How can I prove the optimality of the following greedy algorithm.

218 Views Asked by At

Assume that a matrix $\mathbf{R}$ of size $N\times N$ is given such that $r_{i,j} \ge r_{i,j+1}$ for any $i$ and $j$, where $r_{i,j}$ is the $i$th row and $j$th column element of $\mathbf{R}$.

I will solve the following problem: $$ \begin{array}{cl} \displaystyle \max_{K_i, i=1,\ldots,N} & \displaystyle f(K_1,\ldots,K_N)=\sum_{i=1}^N \sum_{j=1}^{K_i}r_{i,j}\\ \text{subject to} & \displaystyle \sum_{i=1}^N K_i = L, \end{array} $$ where $L$ is not greater than $N$.

Literally speaking, the above problem is to select $L$ items out of $N$ items, allowing duplicate selection, where the score obtained by selecting an item decreases as the number of times selected increases.


My greedy algorithm is as follows:

Given r[i,j] for all i and j.

for i=1:N
    K[i] = 1.
end

repeat
    i_star = argmax r[i,K_i] over i.
    K[i_star] = K[i_star] + 1.
until L = sum K[i] over all i

Obviously, the above greedy algorithm will give an optimal solution to the above problem. However, I want to prove the solution derived by the algorithm is optimal.
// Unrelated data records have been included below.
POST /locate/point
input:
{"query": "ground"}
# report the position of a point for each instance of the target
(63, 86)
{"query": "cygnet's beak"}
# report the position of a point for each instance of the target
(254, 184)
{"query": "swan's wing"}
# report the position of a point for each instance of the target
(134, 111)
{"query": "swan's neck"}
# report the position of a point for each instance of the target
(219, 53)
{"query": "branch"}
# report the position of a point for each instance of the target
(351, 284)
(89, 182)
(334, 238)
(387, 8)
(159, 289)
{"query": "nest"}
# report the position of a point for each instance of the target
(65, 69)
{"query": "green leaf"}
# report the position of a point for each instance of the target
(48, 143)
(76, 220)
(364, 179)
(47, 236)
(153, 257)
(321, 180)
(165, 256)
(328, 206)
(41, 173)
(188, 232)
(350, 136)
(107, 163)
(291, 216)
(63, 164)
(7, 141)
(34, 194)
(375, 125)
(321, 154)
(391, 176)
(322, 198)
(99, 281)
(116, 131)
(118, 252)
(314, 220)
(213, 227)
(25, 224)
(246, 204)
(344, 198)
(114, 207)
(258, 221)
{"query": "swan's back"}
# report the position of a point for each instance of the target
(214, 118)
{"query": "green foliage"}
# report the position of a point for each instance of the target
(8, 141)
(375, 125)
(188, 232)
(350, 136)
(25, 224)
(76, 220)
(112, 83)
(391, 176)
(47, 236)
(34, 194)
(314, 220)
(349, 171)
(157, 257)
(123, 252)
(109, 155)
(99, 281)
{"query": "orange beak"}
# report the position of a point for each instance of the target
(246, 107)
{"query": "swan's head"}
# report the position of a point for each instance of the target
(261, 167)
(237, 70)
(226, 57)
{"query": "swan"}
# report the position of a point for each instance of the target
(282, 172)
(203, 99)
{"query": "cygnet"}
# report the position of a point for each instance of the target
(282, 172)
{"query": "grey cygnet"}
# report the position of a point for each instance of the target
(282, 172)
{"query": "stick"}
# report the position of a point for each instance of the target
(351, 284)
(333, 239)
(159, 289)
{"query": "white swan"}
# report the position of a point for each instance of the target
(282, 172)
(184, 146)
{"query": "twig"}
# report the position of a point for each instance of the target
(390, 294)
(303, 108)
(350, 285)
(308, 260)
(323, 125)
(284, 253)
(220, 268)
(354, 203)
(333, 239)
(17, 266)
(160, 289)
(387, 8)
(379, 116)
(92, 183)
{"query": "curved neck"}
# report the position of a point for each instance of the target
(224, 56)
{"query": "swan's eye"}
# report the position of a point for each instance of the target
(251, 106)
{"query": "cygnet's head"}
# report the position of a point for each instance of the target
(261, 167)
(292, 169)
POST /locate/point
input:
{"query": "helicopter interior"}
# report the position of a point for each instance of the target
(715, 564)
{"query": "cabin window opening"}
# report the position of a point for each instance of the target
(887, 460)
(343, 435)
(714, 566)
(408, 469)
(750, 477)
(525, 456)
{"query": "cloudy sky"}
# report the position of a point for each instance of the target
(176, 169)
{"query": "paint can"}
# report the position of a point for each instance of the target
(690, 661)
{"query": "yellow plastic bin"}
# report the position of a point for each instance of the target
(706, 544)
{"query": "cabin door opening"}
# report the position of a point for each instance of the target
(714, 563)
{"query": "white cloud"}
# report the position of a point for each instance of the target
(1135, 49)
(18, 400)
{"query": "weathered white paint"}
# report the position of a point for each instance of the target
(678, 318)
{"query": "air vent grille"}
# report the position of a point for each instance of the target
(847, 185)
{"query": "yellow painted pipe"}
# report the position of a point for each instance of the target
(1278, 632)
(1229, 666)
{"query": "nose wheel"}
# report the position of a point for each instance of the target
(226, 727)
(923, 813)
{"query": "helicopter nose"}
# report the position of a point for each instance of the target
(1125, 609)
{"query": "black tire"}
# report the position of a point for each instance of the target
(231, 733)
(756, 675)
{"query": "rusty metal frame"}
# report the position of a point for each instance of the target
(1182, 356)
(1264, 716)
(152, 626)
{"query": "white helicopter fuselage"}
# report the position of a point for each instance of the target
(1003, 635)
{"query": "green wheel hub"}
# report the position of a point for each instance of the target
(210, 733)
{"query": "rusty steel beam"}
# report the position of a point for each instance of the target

I am trying to prove it using mathematical induction, but my proof is not as rigid as I hope since I failed to prove the optimal substructure of the problem. The optimal substructure implies that an optimal solution when $L=k + 1$ contains an optimal solution when $L=k$.

How can I prove it mathematically rigorously?

1

There are 1 best solutions below

5
On BEST ANSWER

Let $i_1,\ldots,i_L$ be the choices made by the greedy algorithm, and consider any other solution $S$, which we think of as a multiset of indices in $[N]$. Let $i_1,\ldots,i_R$ be the maximal prefix such that $S$ contains $i_1,\ldots,i_R$. Suppose that $i_{R+1}$ appears $s$ times in $i_1,\ldots,i_R$ (and so, in $S$). Consider the solution obtained from $S$ by removing one of the elements $j$ from $S \setminus \{i_1,\ldots,i_R\}$ and replacing it by $i_{R+1}$. Suppose that $j$ appears $t$ times in $S$, and $t' \leq t-1$ times in $i_1,\ldots,i_R$. Then by doing the switch, the total value changes by $$r_{i_{R+1},s+1} - r_{j,t} \geq r_{i_{R+1},s+1} - r_{j,t'+1} \geq 0,$$ where the first inequality follows from $t'+1 \leq t$ and the nonincreasing of rows of $r$, and the second inequality follows from the definition of the greedy choice.